En ce qui a trait aux répercussions opérationnelles, même si la recherche dans ce domaine continue d’évoluer, un thème récurrent dans la documentation est l’influence possible que peuvent avoir le cadre, le programme et les caractéristiques du délinquant sur l’état de préparation global de celui-ci aux traitements. Afin de faire participer les délinquants aux programmes, le principe de la réceptivité devrait être respecté en s’assurant d’adapter les interventions au niveau de motivation, au style d’apprentissage et aux capacités cognitives de chacun. De plus, comme le soulignent K. Nunes et F. Cortoni (2006), des données préliminaires laissent entendre que les programmes ou les séances préparatoires, avant d’entreprendre les programmes, et les entrevues motivationnelles (voir McMurran, 2009) peuvent accroître la motivation des délinquants et améliorer leur engagement à l’égard des traitements, en plus de réduire ultérieurement la récidive.

Bibliographie

McMurran, M. & Theodosi, E. (2007). Is treatment non-completion associated with increased reconviction over no treatment? Psychology, Crime and Law, 13, 333-343.

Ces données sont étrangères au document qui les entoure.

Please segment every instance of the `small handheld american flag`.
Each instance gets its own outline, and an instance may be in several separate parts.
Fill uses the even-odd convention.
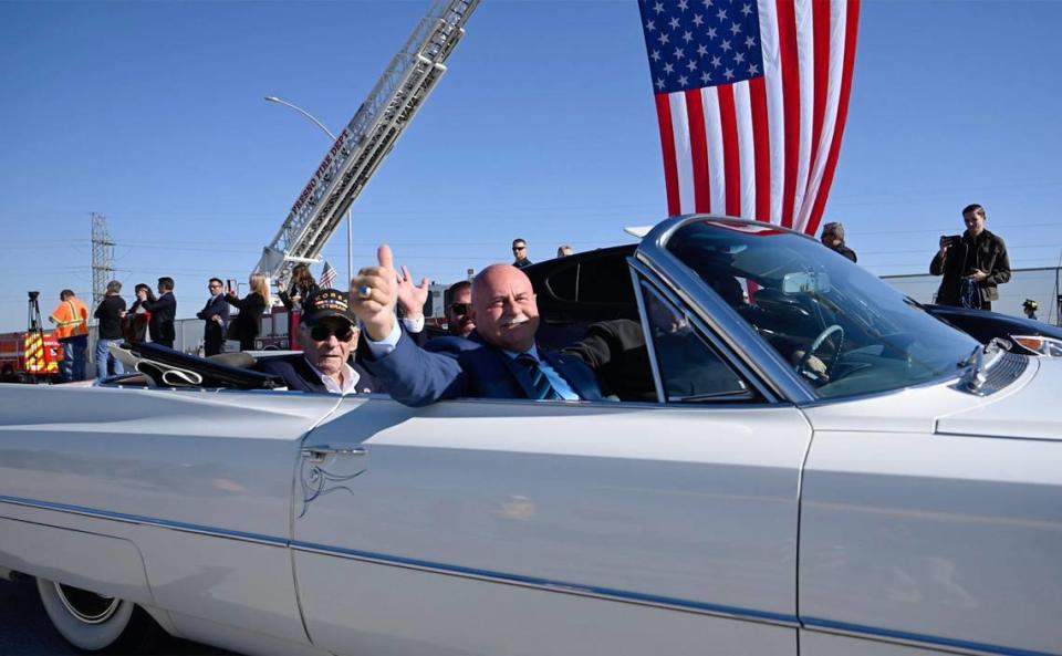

McMurran, M. (2009) Motivational interviewing with offenders: A systematic review. Legal and criminological Pscyhology, 14, 83-100.

Nunes, K., & Cortoni, F. (2006). L’hétérogénéité des délinquants ayant abandonné leur traitement. Rapport de recherche R-176. Ottawa, ON : Service correctionnel du Canada..

Prochaska, J.O. & DiClemente, C.C. (1982) Transtheoretical therapy: Toward a more integrative model of change. Psychotherapy: Theory, Research and Practice, 19, 276-288.

Serin, R., & Kennedy, S. (1997). La disponibilité et la réceptivité face au traitement, et leur contribution à l’efficacité des programmes correctionnels. Rapport de recherche R-54. Ottawa, ON : Service correctionnel du Canada

Ward, T., Day, A. Howells, K., & Birgden, A. (2004). The multifactor offender readiness model. Aggression and Violent Behavior, 9, 645-673.